Being one of Morocco’s favorite beverages, this sweet, refreshing drink is served everywhere and at any time. Households and hotels welcome their newly-arrived guests with a glass of mint tea. Mastered a long time ago, skillful Marrakech’s merchants negotiate their best deals over a kettle of this traditional drink. Even a hammam session cannot be complete without taking the last sip of the delicious herbal tea.
Mint tea is not just a drink. It is a century-old custom, tradition transmitted from generation to generation. It is a sign of hospitality and courtesy. It is in the blood of every Moroccan!
Semolina For Breakfast
You read it right! Semolina, not a typical breakfast consisting of oatmeal and coffee, is offered to the guests and family members almost every morning.

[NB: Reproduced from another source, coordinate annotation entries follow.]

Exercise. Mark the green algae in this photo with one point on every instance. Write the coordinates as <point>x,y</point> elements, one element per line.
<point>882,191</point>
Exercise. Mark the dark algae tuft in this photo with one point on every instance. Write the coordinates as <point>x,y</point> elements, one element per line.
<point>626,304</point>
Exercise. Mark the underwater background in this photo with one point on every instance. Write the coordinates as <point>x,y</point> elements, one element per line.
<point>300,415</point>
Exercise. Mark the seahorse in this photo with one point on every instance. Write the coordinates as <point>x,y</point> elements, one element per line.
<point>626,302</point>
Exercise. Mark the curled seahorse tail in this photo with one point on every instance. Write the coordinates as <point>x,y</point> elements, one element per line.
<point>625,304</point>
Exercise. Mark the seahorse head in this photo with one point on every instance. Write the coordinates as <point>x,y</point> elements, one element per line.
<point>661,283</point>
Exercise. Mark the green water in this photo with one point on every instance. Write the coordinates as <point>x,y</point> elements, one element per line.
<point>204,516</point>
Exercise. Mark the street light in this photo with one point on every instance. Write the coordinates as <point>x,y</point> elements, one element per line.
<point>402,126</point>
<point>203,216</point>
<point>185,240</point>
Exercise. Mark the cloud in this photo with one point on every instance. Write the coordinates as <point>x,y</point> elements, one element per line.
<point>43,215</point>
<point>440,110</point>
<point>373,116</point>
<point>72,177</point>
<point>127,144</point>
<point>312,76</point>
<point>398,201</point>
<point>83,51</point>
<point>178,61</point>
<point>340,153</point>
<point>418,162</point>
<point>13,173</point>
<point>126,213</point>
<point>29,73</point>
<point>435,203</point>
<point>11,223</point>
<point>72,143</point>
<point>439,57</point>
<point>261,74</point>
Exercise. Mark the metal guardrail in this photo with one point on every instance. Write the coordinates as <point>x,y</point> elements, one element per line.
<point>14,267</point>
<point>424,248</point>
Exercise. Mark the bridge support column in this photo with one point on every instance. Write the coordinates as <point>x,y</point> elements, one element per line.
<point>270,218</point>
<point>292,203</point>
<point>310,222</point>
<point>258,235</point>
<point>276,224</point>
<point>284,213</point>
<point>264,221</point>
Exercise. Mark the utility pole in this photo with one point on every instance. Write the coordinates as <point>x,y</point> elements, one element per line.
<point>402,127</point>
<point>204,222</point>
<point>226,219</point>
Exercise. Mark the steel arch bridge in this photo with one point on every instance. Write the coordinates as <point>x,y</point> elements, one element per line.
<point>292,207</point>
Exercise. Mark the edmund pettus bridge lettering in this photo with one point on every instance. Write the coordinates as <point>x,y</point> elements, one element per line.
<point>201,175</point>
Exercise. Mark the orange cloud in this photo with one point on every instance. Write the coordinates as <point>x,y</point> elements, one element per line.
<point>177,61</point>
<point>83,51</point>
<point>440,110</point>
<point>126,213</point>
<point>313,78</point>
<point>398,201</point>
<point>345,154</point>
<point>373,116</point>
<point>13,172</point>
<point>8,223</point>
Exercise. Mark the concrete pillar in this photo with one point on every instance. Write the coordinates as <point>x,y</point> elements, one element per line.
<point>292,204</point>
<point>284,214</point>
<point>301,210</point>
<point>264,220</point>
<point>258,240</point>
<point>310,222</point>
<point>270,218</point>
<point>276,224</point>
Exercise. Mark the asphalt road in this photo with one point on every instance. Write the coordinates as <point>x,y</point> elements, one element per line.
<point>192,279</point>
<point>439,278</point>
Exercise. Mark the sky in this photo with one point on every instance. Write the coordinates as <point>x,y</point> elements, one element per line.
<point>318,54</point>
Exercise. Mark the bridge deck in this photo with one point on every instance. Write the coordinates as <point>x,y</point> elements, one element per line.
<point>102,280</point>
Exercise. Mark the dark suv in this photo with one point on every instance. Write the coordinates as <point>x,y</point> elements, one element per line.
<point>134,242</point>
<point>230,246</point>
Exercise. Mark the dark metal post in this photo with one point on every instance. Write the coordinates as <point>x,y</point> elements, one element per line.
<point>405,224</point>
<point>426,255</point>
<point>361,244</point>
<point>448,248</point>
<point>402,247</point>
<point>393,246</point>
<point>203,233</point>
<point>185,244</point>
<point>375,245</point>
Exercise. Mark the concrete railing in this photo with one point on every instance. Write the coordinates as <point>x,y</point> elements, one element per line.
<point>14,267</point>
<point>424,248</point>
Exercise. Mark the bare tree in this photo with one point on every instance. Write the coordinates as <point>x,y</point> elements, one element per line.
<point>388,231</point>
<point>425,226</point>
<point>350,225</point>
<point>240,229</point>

Cooked with cinnamon and served with honey, semolina can satisfy any gourmand and easily become one of your favorite breakfast choices. However, despite the amazing taste and a full range of health benefits, semolina might be out of question for celiac travelers. Made from wheat, this glutenous grain is linked to causing stomach and other abdominal pain that, by all means, you want to avoid especially when traveling!
Bollywood Cinema Raving Fans
Hollywood might be the world’s biggest film industry producter in the whole world… except in the eyes of those who live in Marrakech.
Enchanted by bright dresses and magnificent Indian dances, this Moroccan Pearl of the South tirelessly watches classics and new arrivals of Bollywood cinema. The names of such icons as Shah Rukh Khan, Salman Khan, Aishwarya Rai and Kajol, along with the new generation of Bollywood stars represented by Kareena Kapoor, Priyanka Chopra and Shahid Kapoor, were flying from our cab driver’s lips while he enthusiastically narrated how much the people of Marrakech love Indian movies.
In matters of taste, there can be no dispute. But you can surely mention the newest Bollywood movie while haggling in the souks. Who knows, you might get the best deal ever!